The whistleblower and free information publisher WikiLeaks has begun publishing the Syria Files, which contain 2.5 million emails from 680 Syria-related entities and domain names “including those of the Ministries of Presidential Affairs, Foreign Affairs, Finance, Information, Transport and Culture.” According to WikiLeaks, the file dump will be “embarrassing to Syria, but it is also embarrassing to Syria’s opponents.”
WikiLeaks founder Julian Assange said: “The material is embarrassing to Syria, but it is also embarrassing to Syria’s opponents. It helps us not merely to criticise one group or another, but to understand their interests, actions and thoughts. It is only through understanding this conflict that we can hope to resolve it.”
Over the next two months, ground-breaking stories derived from the files will appear in WikiLeaks (global), Al Akhbar (Lebanon), Al Masry Al Youm (Egypt), ARD (Germany), Associated Press (US), L’Espresso (Italy), Owni (France) and Publico.es (Spain). Other publications will announce themselves closer to their publishing date.
WikiLeaks warned that with such a large collection of emails and information, “it is not possible to verify every single email at once; however, WikiLeaks and its co-publishers have done so for all initial stories to be published. We are statistically confident that the vast majority of the data are what they purport to be.”
The files are meant to pull back the curtain on the inner workings of the Syrian government as it wages a civil war against dissidents hoping to overthrow the regime in the wake of the Arab Spring. “The Syria Files shine a light on the inner workings of the Syrian government and economy, but they also reveal how the West and Western companies say one thing and do another,” writes WikiLeaks.

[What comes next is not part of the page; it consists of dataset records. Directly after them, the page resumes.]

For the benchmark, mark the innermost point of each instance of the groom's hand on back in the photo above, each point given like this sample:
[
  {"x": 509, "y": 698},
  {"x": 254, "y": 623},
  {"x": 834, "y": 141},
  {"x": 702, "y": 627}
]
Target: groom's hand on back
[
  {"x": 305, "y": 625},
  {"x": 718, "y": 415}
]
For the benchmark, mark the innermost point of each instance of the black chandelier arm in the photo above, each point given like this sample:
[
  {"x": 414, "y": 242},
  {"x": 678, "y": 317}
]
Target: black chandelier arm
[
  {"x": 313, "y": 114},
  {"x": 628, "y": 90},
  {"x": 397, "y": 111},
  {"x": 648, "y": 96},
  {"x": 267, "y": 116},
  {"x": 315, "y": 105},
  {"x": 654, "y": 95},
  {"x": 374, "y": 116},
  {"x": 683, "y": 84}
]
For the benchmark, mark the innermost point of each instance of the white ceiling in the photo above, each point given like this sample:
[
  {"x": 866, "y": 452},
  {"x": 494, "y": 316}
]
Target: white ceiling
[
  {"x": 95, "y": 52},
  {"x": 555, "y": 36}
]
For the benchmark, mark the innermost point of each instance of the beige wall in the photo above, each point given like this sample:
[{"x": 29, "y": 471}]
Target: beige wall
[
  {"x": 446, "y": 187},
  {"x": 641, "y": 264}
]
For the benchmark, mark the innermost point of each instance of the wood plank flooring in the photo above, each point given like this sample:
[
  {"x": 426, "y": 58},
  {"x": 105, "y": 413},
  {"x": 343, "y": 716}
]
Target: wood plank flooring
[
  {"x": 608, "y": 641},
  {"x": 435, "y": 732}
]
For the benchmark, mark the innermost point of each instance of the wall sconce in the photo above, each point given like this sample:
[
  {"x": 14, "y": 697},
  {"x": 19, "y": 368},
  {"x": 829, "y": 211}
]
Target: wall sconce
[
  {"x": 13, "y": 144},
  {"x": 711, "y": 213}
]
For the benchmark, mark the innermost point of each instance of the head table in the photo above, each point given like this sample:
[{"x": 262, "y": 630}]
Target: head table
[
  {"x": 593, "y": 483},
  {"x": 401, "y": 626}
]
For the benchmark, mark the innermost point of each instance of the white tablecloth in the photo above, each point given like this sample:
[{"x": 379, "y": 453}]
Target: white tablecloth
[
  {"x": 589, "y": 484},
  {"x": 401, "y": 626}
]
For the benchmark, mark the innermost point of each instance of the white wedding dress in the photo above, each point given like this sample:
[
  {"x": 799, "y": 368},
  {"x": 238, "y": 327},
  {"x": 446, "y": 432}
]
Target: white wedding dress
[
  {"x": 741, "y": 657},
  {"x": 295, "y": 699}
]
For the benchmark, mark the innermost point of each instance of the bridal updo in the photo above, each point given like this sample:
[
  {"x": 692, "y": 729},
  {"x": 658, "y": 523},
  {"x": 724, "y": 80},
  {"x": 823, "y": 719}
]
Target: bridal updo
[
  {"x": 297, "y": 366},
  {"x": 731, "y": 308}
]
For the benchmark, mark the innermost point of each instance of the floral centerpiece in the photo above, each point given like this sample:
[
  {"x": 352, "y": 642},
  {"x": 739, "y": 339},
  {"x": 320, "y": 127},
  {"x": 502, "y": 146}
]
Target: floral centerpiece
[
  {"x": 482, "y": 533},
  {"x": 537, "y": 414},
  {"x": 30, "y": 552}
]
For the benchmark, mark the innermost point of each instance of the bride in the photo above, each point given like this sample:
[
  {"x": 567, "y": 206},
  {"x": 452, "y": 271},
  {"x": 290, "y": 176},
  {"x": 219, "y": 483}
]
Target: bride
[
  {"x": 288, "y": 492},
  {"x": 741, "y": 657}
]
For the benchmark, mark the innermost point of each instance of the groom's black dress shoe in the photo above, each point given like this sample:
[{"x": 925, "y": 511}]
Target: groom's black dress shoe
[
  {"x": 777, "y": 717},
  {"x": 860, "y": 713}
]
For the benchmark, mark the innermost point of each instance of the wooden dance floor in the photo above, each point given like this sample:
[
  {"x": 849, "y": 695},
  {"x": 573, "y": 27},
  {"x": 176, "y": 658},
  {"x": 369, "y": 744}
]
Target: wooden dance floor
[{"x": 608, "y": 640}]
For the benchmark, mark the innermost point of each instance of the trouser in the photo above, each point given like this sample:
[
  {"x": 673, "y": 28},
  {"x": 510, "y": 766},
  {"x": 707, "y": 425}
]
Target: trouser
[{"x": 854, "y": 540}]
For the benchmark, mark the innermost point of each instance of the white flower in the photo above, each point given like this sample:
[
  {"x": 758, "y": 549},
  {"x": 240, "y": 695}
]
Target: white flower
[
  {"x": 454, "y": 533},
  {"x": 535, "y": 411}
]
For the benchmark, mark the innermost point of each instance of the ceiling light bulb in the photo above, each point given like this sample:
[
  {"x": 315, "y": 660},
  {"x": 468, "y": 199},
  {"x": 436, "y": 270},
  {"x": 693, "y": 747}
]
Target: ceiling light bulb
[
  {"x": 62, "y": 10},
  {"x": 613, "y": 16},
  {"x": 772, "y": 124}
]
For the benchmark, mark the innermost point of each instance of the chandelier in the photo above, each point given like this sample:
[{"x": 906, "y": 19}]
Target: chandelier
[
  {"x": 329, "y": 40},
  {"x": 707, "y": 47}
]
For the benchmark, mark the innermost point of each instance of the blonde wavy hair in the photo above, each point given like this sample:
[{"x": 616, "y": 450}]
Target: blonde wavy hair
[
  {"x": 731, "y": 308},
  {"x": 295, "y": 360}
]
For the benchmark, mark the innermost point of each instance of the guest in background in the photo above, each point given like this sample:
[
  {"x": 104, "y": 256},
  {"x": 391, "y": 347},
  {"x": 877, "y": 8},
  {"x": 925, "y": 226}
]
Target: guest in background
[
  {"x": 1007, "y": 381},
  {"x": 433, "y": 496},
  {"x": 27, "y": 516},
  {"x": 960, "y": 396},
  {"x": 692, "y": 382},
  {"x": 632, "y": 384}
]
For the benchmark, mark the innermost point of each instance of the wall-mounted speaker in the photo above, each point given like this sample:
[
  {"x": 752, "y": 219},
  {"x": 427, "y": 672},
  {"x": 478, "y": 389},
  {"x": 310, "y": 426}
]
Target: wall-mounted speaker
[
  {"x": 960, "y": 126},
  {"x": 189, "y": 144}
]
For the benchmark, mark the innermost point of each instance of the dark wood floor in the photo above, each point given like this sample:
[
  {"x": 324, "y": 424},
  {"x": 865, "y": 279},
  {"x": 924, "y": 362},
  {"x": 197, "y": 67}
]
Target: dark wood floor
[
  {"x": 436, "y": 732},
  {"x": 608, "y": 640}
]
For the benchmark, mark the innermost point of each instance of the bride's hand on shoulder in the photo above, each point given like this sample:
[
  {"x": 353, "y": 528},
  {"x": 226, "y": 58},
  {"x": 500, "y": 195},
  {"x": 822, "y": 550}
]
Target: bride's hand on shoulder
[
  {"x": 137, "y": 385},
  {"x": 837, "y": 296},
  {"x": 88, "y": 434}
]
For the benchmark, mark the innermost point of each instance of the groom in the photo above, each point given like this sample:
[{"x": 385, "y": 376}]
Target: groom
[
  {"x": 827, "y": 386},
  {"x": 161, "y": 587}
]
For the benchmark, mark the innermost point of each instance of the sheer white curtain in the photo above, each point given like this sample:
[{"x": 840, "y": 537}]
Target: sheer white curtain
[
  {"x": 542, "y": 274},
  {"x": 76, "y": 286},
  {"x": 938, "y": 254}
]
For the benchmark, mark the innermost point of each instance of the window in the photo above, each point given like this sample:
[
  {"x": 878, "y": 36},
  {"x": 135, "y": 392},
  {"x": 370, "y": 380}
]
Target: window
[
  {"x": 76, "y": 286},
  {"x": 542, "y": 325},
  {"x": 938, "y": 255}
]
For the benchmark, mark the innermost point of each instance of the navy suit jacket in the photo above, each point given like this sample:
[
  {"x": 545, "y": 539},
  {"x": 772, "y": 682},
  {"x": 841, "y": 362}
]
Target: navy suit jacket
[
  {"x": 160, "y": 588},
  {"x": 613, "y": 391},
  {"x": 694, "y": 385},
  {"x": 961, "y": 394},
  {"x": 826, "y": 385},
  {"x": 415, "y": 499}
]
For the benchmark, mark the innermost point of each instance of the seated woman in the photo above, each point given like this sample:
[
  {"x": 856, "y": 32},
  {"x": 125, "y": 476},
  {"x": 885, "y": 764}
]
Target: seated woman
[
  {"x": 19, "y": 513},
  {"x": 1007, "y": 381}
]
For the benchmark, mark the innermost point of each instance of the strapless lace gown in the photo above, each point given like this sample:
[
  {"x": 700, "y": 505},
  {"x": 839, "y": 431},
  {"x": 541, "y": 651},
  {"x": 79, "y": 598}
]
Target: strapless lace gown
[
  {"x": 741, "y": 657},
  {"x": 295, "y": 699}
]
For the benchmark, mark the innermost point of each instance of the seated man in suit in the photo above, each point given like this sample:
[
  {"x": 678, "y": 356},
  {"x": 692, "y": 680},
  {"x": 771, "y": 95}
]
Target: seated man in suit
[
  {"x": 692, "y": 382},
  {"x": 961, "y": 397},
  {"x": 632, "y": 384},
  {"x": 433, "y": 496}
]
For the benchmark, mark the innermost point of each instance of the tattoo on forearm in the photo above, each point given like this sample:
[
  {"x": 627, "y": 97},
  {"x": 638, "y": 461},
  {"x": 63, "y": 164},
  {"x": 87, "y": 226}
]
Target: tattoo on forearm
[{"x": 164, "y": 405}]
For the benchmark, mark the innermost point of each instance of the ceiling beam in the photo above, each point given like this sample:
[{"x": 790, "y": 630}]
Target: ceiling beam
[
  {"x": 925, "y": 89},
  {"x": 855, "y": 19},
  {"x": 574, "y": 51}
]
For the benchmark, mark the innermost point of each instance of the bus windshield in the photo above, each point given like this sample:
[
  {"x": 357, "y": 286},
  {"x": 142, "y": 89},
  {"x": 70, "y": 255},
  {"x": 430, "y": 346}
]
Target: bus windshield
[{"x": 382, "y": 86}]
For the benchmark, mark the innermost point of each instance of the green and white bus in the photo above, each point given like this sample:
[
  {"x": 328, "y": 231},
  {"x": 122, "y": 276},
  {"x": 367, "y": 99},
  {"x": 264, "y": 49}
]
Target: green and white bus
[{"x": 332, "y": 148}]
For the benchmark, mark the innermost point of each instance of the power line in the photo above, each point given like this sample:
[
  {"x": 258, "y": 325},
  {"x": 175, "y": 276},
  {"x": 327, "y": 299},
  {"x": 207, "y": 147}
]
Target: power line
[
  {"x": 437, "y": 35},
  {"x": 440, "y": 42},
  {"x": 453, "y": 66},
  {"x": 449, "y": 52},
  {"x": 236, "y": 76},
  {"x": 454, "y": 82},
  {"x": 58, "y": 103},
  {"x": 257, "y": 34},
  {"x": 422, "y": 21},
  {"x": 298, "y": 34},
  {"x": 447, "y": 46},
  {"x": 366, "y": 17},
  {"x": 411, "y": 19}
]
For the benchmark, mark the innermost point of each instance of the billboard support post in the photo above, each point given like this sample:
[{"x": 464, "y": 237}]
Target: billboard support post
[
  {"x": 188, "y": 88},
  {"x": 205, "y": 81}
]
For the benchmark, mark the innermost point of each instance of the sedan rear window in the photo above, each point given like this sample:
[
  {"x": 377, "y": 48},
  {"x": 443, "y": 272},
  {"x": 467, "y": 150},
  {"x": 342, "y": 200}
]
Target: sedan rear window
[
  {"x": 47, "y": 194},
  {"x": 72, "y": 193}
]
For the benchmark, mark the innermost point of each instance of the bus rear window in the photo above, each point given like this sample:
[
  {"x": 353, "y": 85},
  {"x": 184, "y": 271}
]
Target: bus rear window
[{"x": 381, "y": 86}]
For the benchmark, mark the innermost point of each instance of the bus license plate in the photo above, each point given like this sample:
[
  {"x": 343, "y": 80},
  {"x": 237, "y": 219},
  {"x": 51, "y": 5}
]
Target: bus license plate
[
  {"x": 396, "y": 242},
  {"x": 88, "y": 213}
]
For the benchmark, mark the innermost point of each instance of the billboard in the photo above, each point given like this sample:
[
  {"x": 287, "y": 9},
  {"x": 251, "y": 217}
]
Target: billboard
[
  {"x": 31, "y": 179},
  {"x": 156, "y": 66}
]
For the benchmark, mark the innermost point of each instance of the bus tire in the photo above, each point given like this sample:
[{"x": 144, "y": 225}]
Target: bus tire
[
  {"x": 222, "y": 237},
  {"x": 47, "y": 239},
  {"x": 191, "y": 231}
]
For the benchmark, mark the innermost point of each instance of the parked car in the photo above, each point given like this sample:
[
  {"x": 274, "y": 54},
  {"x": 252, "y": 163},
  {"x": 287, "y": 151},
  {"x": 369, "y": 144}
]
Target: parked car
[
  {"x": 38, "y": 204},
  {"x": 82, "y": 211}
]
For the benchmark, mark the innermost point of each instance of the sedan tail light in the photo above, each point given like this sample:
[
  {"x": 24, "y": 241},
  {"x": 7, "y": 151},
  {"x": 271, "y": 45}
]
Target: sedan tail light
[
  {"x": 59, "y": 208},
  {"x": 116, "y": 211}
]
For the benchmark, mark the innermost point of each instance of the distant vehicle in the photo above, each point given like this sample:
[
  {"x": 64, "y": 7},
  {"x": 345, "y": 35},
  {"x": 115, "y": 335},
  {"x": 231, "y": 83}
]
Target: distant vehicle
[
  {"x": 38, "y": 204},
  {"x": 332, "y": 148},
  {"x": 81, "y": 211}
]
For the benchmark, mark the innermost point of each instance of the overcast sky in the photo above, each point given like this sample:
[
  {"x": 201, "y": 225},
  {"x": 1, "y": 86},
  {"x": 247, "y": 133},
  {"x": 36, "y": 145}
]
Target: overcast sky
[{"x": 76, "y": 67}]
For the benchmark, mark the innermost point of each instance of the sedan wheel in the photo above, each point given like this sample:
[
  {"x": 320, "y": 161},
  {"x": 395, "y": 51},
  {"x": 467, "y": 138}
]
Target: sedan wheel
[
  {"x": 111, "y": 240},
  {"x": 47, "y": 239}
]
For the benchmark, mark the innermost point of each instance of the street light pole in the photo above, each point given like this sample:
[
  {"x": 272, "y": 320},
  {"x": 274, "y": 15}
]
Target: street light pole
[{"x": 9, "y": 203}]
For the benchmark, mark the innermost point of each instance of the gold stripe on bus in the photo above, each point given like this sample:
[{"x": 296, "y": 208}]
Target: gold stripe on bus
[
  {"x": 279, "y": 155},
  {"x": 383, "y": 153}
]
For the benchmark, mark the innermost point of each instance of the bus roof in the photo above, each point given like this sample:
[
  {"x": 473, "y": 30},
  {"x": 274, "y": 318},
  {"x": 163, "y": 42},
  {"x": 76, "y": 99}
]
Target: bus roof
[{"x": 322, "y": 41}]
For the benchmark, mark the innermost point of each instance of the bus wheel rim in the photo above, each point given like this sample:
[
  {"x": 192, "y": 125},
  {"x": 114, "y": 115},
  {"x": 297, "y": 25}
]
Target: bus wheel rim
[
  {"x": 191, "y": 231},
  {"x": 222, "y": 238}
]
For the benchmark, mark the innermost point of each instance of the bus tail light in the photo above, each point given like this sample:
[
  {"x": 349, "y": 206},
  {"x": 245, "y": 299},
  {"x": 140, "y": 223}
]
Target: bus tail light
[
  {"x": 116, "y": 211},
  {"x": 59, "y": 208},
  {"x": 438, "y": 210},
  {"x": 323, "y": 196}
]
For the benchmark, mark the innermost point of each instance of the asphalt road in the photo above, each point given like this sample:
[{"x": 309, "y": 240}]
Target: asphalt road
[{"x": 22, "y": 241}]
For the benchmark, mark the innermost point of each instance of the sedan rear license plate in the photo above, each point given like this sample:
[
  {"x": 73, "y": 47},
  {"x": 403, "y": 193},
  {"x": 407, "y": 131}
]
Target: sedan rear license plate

It should be interesting to discover what WikiLeaks believes western nations are doing (or not doing) with the Syrian situation. More than likely it has something to do with the fact (the fact) that Western nations like the U.S. talk a big game about intervening in cases of human rights abuses, but have done literally nothing to stop the torture and bloodshed in Syria.
The Syria Files come mere days after Human Rights Watch revealed that the Syrian government was operating at least 27 torture chambers around the country and using 20 torture techniques against Syrian dissidents.